При последующем изложении наряду с терминами «народ» и «этнос» мне придется употреблять и другие, а поэтому, чтобы не возвращаться далее, к этому вопросу, я дам определение того, что я буду определять терминами: народность, род, племя, раса, нация и национальность. Термин «народность» введен в русскую этнографическую литературу недавно и, как производный от «народ», может вызывать по аналогии неясность в определении самого понятия, поэтому от этого термина лучше совершенно отказаться. Термины «род» и «племя» заключают в себя оттенок общности кровного происхождения и обнимают собою весьма расплывчатые понятия. Так, например, отдельные этносы у некоторых авторов (профессор Васильев, профессор Ивановский, профессор Захаров и многие другие) именуются и племенами и родами, поэтому от термина «племя» в этнографии приходится совершенно отказаться, а термин «род» можно относить к известному социологическому явлению (род есть группа людей, объединенных сознанием единства кровного происхождения по мужской и женской линии, нормирующих на этой основе свои брачные отношения). Термином «раса» я буду определять чисто антропологические (соматические) понятия. Термин «нация» совершенно не введен в этнографию, но он представляет много преимуществ. Опуская вопрос о происхождении этого термина, я приведу несколько примеров. Термины «французская нация», «американская нация», «германская нация» и т.д. покрывают собою не только понятие этнографического единства, но и единства политического, государственного, так как, например, «американская нация» включает в себя людей, конечно самого различного происхождения (этнографически и антропологически, соматически, — англичан, ирландцев, евреев и т.д. — объединенных или точнее говоря, объединяющихся теперь общностью интересов, языка, ряда обычаев и уклада жизни. Но и «французская нация», синоним — Франция — La nation fransaise, — конечно, не отличаются единством происхождения, как и «германская нация». В то же самое время термины «русская нация», «еврейская нация» и т.д. могут собою определять совершенно иное понятие, а именно: группу людей, объединенных единством происхождения, обычаев (этнографическое единство) и языка, т.е. этнос. В этих случаях термин «нация» подразумевает и государство, если не существующее то in spe.
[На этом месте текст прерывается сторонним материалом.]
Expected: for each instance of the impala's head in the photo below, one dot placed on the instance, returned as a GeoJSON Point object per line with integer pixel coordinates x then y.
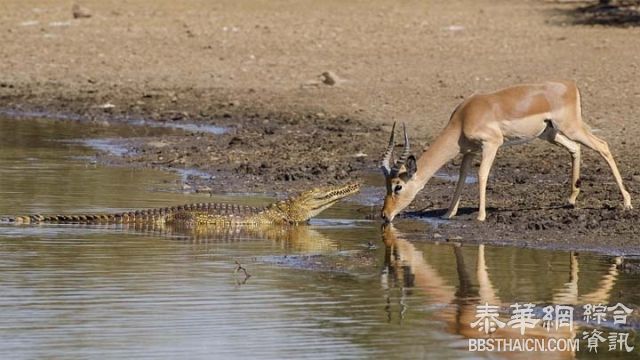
{"type": "Point", "coordinates": [399, 178]}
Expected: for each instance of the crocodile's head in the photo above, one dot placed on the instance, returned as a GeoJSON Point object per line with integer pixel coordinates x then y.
{"type": "Point", "coordinates": [312, 202]}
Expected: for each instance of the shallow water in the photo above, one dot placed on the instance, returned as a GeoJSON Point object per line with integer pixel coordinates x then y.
{"type": "Point", "coordinates": [339, 288]}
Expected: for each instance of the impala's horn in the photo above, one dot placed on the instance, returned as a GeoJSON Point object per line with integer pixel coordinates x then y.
{"type": "Point", "coordinates": [386, 159]}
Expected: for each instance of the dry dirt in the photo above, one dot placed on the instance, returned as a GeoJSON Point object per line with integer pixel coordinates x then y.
{"type": "Point", "coordinates": [256, 67]}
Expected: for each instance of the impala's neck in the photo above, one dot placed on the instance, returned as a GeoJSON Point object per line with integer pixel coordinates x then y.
{"type": "Point", "coordinates": [444, 149]}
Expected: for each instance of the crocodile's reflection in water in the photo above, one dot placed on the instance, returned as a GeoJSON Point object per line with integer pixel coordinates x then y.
{"type": "Point", "coordinates": [406, 267]}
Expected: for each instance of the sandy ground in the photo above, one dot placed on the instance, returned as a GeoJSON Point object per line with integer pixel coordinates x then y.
{"type": "Point", "coordinates": [256, 67]}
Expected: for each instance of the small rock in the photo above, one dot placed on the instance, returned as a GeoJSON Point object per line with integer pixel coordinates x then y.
{"type": "Point", "coordinates": [106, 106]}
{"type": "Point", "coordinates": [330, 78]}
{"type": "Point", "coordinates": [80, 12]}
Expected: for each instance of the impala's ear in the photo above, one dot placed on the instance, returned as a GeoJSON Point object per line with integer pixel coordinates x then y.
{"type": "Point", "coordinates": [411, 166]}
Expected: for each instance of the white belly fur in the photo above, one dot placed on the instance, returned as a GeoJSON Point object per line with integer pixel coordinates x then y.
{"type": "Point", "coordinates": [520, 131]}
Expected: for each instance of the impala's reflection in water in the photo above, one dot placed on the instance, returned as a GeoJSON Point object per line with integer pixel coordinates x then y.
{"type": "Point", "coordinates": [405, 266]}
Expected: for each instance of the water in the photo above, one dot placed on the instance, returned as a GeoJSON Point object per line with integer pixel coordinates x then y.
{"type": "Point", "coordinates": [339, 288]}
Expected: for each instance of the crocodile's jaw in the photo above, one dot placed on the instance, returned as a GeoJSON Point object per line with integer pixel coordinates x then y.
{"type": "Point", "coordinates": [310, 203]}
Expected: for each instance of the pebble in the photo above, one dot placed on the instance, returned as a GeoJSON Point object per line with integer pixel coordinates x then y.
{"type": "Point", "coordinates": [80, 12]}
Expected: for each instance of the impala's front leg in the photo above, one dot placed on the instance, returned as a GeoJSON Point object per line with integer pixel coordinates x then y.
{"type": "Point", "coordinates": [464, 170]}
{"type": "Point", "coordinates": [574, 149]}
{"type": "Point", "coordinates": [489, 150]}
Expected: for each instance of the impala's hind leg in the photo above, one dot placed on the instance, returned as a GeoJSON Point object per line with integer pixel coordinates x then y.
{"type": "Point", "coordinates": [586, 138]}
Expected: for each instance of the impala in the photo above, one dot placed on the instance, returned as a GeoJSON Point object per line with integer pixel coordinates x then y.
{"type": "Point", "coordinates": [480, 125]}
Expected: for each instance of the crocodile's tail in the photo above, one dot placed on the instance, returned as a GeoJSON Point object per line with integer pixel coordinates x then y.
{"type": "Point", "coordinates": [151, 216]}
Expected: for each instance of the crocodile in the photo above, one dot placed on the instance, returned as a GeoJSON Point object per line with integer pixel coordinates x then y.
{"type": "Point", "coordinates": [294, 210]}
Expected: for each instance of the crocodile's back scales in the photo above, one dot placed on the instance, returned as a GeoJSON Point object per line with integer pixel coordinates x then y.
{"type": "Point", "coordinates": [156, 215]}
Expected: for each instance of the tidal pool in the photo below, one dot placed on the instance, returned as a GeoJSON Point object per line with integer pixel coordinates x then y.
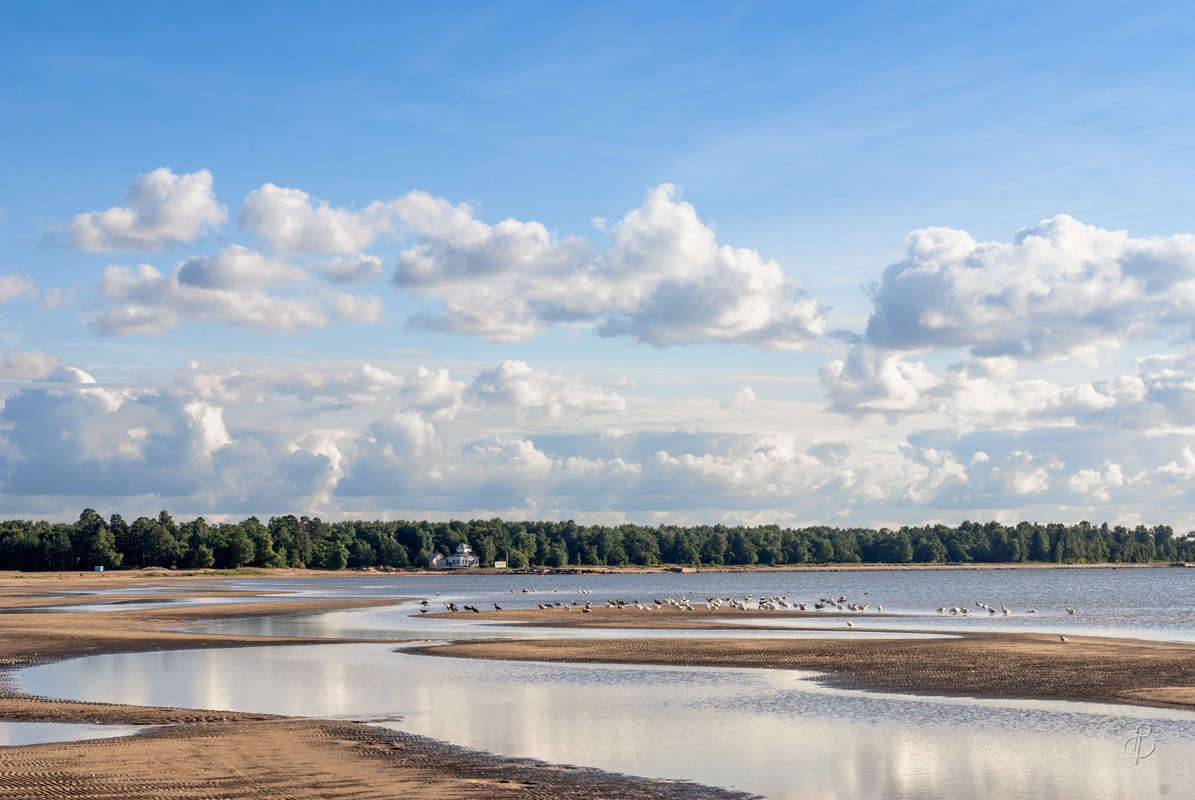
{"type": "Point", "coordinates": [14, 734]}
{"type": "Point", "coordinates": [768, 731]}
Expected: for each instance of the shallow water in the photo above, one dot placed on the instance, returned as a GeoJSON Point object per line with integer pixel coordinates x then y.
{"type": "Point", "coordinates": [772, 732]}
{"type": "Point", "coordinates": [14, 734]}
{"type": "Point", "coordinates": [1146, 603]}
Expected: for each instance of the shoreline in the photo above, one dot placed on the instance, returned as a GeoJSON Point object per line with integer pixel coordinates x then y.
{"type": "Point", "coordinates": [1003, 666]}
{"type": "Point", "coordinates": [257, 755]}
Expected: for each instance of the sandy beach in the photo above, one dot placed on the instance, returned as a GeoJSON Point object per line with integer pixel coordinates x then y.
{"type": "Point", "coordinates": [218, 753]}
{"type": "Point", "coordinates": [225, 755]}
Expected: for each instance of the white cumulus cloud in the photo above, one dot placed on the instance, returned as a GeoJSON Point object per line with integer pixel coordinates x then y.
{"type": "Point", "coordinates": [161, 209]}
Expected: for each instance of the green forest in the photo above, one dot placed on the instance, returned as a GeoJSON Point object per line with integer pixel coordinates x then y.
{"type": "Point", "coordinates": [305, 542]}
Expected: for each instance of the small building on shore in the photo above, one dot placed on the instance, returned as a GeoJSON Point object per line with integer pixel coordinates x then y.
{"type": "Point", "coordinates": [464, 556]}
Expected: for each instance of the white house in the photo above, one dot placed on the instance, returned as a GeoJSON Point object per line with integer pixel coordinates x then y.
{"type": "Point", "coordinates": [464, 557]}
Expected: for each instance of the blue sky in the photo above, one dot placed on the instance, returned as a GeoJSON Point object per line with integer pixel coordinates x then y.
{"type": "Point", "coordinates": [810, 139]}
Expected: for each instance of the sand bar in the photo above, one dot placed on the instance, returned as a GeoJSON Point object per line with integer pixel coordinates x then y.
{"type": "Point", "coordinates": [216, 755]}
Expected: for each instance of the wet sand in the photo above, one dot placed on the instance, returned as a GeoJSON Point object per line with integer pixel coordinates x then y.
{"type": "Point", "coordinates": [201, 753]}
{"type": "Point", "coordinates": [224, 755]}
{"type": "Point", "coordinates": [974, 665]}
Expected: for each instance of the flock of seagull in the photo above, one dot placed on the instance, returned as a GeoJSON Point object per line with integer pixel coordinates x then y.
{"type": "Point", "coordinates": [748, 603]}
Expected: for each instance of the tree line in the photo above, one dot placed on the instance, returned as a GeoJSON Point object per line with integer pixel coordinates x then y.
{"type": "Point", "coordinates": [306, 542]}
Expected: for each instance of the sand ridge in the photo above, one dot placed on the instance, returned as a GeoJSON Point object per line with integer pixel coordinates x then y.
{"type": "Point", "coordinates": [216, 755]}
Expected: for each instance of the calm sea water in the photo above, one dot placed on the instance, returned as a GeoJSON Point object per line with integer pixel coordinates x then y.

Таким образом, термин «нация» подразумевает объединение, если не в настоящем, то в будущем, политическое — государство. В случаях же французская, английская и прочие «нации» предполагается наличие общности происхождения, как условия, необходимого для формирования государства.

Итак, в сознании современных цивилизованных народов «нация» определяет собою группу людей, объединенных в государство единством обычаев, языка и происхождения.

В дальнейшем изложении я буду употреблять термин «нация» в смысле данной выше формулы без последнего члена, т.е. единства происхождения. Этот последний член находится в формуле, как пережиток более старых понятий (необходимость для государства быть образованным из этноса) и является перенесением старых форм на новую почву. Как будет видно далее, государство может быть функцией образования делений человека в плоскости психического и мыслительного аппаратов и не быть, следовательно, столь тесно связанным происхождением (соматически).

Наконец термин «национальность», как и термин «народность», в русскую научную литературу проник благодаря общему сознанию необходимости найти новый термин, а поэтому, как определяющий весьма туманно только принадлежность к нации, термин «национальность» смысла необходимого для этнографа не имеет и употребляться не должен.

Считаю необходимым также отметить, что все эти термины в научную литературу попадают из общей литературы, где они в свою очередь изменяют свой смысл под влиянием политических причин. В конце XVIII столетия, например во Франции, la nation противополагалась королю, а в XX столетии велись войны за «освобождение маленьких наций» и т. д.

Имея объектом наблюдения этнос, этнография изучает все проявления умственной и психической деятельности человека, т.е. 1) его материальную культуру, т.е. всю сумму знаний в области строительного искусства, одежды, питания и т.д.; 2) его социальную культуры, т.е. организацию общества, — государства, — и его органов, как семья, род и т.под.; 3) его духовную культуры, т.е. религию, науку, философию и эстетическое искусство.

Во избежании неправильного понимания дальнейшего изложения я дам теперь определения некоторых терминов, употребляемых мною. Термином «культура» я буду определять сумму накопленных знаний, результирующих соответствующий уклад материальной и социальной жизни и мышление данного этноса, группы этносов или всего человечества. Термином »элемент культуры» я буду определять составляющие отделы (материальная, социальная, духовная культуры) т.е., например, строительное искусство, одежда, институт семьи, шаманство и т.п. Термином «явление» (культурное, этнографическое) я буду определять составляющие элементы культуры т.е., например лук, стрелы, пуговицы костюма, похищение женщин, шаманский бубен и т.д. Элементы и явления культуры, — внешние выявления самой культуры, могущие быть исследованными, — я буду считать материалом, объектом наблюдения.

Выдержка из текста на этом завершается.